Samuel is managing director of the Leeds Group and handed over the reins to Russell who is CEO of the company.
“They were all shaken up and wanting to go home. So I said yesterday we had Warrior Camp in the classroom. Today we have Warrior Camp in real life. Is there anybody who is physically unable to continue with the mission? If so raise your hand. No one raised their hand. I told them warriors do hard things and act in spite of their mood. At this, they all said yes, yes, and I sent them away.”
He spent the next seven days on his own in a hospital where patients were expected to organise their own food supplies.
“The operation was awful. I couldn’t feel pain, but it was just like a living nightmare. I was shouting, but I was aware of everything. I started thinking about my wife Amanda back in Lichfield who is expecting our second child.
“Afterwards I kept asking for water and about the success of the operation, but they just shushed me and put a gas mask over my face.
“Finally they came and gave me a drink, but ignored me when I wanted to go to the toilet. After four hours they gave me a condom and told me to use that instead. It went everywhere on the bed. There was no buzzer, so I had to shout for a nurse. I was left like that for two hours. It was a far cry from an NHS hospital.”
Hours later, a nurse took Samuel to the shower and sat him on a plastic chair which felt like it was about to break.
“I really lost it then.

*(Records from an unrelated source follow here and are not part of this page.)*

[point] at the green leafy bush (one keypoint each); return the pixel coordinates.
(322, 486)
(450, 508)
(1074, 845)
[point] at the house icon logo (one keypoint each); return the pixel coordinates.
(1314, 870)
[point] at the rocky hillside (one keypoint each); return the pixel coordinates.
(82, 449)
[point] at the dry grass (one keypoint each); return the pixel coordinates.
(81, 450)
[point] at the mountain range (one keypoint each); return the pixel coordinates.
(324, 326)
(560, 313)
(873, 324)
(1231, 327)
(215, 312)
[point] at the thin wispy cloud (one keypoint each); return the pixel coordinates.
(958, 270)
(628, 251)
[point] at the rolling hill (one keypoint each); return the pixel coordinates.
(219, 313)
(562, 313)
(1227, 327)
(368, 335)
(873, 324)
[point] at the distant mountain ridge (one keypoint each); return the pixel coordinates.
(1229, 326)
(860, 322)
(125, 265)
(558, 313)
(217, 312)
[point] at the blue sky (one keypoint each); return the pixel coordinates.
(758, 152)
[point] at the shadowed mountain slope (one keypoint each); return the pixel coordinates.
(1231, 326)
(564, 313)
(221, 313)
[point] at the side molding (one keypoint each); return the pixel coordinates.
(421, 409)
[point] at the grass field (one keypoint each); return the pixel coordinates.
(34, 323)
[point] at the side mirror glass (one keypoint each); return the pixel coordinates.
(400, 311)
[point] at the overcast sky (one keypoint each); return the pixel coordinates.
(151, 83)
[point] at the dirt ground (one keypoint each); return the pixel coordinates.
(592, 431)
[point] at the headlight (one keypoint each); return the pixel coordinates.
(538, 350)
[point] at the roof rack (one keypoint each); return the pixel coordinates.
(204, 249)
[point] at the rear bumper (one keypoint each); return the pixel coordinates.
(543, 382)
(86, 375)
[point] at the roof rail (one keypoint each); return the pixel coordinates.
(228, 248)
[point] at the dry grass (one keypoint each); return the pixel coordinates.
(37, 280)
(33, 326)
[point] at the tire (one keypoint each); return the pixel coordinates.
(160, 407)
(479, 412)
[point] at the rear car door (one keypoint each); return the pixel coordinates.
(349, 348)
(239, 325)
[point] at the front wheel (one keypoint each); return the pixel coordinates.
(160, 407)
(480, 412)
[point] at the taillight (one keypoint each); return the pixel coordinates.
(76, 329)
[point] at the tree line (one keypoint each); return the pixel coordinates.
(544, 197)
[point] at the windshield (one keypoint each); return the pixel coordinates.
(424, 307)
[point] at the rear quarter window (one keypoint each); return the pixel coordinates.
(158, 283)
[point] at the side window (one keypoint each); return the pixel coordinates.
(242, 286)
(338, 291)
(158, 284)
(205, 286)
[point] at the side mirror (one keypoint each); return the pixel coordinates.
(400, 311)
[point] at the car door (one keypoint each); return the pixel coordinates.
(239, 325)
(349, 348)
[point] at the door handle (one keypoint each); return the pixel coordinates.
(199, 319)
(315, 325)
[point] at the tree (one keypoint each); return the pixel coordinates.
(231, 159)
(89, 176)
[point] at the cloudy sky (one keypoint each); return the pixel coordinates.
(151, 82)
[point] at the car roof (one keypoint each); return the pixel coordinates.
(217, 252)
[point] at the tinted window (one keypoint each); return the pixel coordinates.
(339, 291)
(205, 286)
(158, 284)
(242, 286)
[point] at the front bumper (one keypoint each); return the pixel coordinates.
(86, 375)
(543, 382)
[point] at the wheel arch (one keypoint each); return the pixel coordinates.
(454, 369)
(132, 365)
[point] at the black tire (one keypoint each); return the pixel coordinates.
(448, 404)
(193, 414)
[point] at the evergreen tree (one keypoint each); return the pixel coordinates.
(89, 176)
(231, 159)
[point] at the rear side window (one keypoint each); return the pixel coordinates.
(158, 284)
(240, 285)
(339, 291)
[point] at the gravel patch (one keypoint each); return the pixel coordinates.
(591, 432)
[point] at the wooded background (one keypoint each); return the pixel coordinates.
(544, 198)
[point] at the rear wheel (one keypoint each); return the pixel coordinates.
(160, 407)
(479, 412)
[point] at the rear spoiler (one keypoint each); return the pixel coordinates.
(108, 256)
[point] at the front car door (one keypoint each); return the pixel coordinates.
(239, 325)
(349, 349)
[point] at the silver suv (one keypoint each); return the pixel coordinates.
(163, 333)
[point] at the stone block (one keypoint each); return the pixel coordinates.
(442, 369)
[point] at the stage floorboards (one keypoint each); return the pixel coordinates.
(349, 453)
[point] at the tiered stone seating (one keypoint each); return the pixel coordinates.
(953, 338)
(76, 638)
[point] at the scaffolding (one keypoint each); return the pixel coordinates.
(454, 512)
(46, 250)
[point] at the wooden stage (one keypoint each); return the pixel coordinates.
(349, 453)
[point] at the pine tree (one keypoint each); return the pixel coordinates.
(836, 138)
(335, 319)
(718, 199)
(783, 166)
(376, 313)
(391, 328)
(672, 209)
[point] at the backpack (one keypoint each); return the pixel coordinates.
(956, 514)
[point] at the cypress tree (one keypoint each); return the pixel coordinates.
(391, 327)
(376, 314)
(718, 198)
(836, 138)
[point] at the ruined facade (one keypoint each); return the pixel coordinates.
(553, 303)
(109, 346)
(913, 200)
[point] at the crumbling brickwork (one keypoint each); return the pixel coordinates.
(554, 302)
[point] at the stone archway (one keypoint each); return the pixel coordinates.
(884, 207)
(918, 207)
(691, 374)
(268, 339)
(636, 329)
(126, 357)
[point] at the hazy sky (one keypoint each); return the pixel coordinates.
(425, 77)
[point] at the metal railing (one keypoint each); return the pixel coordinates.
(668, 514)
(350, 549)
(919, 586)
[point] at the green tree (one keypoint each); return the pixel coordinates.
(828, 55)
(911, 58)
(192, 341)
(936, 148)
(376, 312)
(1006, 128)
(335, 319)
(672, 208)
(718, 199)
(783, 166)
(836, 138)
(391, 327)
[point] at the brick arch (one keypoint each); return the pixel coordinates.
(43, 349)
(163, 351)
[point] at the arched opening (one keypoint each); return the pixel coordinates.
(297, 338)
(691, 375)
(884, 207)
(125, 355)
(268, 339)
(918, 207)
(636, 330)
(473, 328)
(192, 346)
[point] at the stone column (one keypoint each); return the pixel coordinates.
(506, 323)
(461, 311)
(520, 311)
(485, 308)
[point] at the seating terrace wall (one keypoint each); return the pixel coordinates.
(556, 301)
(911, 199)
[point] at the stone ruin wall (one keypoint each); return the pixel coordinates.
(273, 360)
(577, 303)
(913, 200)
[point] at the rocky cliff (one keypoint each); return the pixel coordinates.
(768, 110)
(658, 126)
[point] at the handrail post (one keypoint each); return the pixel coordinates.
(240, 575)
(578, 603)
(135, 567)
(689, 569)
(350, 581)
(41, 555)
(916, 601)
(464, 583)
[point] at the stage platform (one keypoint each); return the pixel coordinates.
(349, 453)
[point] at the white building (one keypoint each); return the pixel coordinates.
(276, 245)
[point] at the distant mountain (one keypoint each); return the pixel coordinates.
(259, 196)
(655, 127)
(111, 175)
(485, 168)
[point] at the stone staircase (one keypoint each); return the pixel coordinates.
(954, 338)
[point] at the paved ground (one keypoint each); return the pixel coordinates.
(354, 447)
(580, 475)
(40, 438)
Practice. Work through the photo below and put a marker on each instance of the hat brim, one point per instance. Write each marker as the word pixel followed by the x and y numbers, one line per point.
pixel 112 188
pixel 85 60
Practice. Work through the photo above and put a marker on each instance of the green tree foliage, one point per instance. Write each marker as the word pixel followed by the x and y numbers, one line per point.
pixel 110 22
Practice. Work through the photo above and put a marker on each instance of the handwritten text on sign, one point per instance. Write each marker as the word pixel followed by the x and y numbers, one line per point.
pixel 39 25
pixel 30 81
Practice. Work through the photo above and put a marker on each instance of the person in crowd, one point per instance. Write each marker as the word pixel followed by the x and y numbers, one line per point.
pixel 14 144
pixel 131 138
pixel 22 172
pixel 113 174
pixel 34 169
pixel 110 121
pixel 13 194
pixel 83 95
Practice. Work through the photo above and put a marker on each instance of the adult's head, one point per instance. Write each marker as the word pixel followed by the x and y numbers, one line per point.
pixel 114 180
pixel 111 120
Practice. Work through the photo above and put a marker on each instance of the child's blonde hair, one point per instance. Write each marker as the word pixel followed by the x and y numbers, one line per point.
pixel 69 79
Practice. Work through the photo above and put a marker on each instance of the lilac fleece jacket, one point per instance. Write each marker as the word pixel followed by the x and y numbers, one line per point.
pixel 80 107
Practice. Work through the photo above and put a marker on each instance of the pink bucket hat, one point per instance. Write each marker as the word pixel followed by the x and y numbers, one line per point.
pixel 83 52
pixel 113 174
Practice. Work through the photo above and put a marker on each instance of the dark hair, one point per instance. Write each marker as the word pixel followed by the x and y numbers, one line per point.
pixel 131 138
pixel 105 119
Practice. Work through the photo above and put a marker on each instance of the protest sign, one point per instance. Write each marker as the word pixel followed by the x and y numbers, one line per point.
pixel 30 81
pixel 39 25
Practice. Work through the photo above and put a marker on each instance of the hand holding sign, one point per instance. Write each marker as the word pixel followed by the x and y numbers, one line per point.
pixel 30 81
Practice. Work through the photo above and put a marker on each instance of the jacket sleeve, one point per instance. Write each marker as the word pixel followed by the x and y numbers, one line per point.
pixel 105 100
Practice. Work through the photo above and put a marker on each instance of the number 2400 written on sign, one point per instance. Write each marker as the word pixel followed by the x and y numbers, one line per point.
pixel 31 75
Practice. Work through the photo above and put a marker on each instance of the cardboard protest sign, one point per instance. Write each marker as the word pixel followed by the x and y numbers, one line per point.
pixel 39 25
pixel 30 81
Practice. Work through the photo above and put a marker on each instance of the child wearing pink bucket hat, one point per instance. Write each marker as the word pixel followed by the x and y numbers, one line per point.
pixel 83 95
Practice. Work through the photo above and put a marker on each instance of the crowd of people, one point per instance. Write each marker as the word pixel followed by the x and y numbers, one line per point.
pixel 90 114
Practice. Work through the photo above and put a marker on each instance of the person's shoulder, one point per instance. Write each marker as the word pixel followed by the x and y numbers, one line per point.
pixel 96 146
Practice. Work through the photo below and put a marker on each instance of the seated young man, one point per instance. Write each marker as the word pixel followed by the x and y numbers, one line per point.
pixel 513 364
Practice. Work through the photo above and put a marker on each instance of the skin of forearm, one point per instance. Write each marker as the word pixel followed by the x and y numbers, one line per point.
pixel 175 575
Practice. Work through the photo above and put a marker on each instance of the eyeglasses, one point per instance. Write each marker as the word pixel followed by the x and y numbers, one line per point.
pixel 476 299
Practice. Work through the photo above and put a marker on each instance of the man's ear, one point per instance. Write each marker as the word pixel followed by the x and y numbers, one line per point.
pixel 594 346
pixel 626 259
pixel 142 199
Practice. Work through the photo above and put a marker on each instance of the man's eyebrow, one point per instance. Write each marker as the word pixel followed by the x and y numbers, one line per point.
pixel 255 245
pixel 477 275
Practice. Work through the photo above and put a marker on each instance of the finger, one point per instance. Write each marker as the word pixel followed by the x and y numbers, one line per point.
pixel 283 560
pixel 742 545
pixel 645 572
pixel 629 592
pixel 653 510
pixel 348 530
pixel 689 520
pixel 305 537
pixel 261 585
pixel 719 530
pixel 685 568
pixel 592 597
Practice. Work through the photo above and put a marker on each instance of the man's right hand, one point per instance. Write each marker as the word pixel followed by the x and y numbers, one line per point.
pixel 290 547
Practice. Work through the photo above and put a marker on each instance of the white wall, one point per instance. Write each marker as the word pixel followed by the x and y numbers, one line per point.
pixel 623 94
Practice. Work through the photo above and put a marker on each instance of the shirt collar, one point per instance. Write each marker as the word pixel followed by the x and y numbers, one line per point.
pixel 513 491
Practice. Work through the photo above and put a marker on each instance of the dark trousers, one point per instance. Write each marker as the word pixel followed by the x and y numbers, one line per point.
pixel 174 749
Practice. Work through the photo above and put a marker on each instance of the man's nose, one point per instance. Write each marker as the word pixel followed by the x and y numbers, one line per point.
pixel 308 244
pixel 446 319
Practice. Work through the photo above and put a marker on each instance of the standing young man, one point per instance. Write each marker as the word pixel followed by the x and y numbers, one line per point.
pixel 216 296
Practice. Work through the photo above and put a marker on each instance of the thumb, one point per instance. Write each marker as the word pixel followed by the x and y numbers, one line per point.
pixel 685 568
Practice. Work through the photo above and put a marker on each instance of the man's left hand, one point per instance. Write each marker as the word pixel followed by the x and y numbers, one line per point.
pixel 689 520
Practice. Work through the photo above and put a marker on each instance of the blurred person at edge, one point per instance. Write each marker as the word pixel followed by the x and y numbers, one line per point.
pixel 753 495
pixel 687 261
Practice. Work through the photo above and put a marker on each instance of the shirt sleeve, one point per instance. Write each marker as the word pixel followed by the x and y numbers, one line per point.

I’m thinking if this breaks I’m done and I’m going to really hurt myself. So I said to the nurse the chair’s breaking. Please pass me my crutch! Then the phone rang and she just left me. She came back after 15 minutes and passed my crutch, rolling her eyes at me.”
It proved to be the last straw for Samuel. He summoned a nurse who had been kind to him earlier and demanded to see the doctor.
“When they came I said ‘Do you know who Arnold Schwarzenegger is? They said he’s a Hollywood actor. I showed them a picture of me with him. I then said do you know who Sylvester Stallone is and they said yes, Rocky. I produced another picture of me with him. I shouted ‘These men are my friends – don’t mess with me!’ I’d only met them both briefly – but it worked and my treatment improved from then on!”
Samuel first went to Africa when he was 18 and fell in love with the continent and its people. He visited a village in Zambia where the inhabitants had to walk 12 miles to a well. He vowed he would return if he was successful in business and build a well there. By the age of 21, he was financially free and paid for a borehole to be built.
Last year he visited a village near Kabale in Uganda where the children had bloated stomachs from drinking dirty lake water. So he spent his own money on two 20,000-litre tanks which collect rainwater.
Russell and the team returned this year. The children no longer had swollen bellies and the villagers’ lives were transformed. The team ran a free business workshop for budding entrepreneurs and handed out free business loans to the winners of a Dragons’ Den style competition. They also identified new places desperately in need of fresh water. The Leeds Group sets aside 10 per cent of its profits for charity and the church.
Despite his ordeal, Samuel remains upbeat and is determined to beat his negative prognosis.
“I will grow as a person from this experience and I have tremendous faith in God. My knee might be broken in various places, but my spirit is intact.”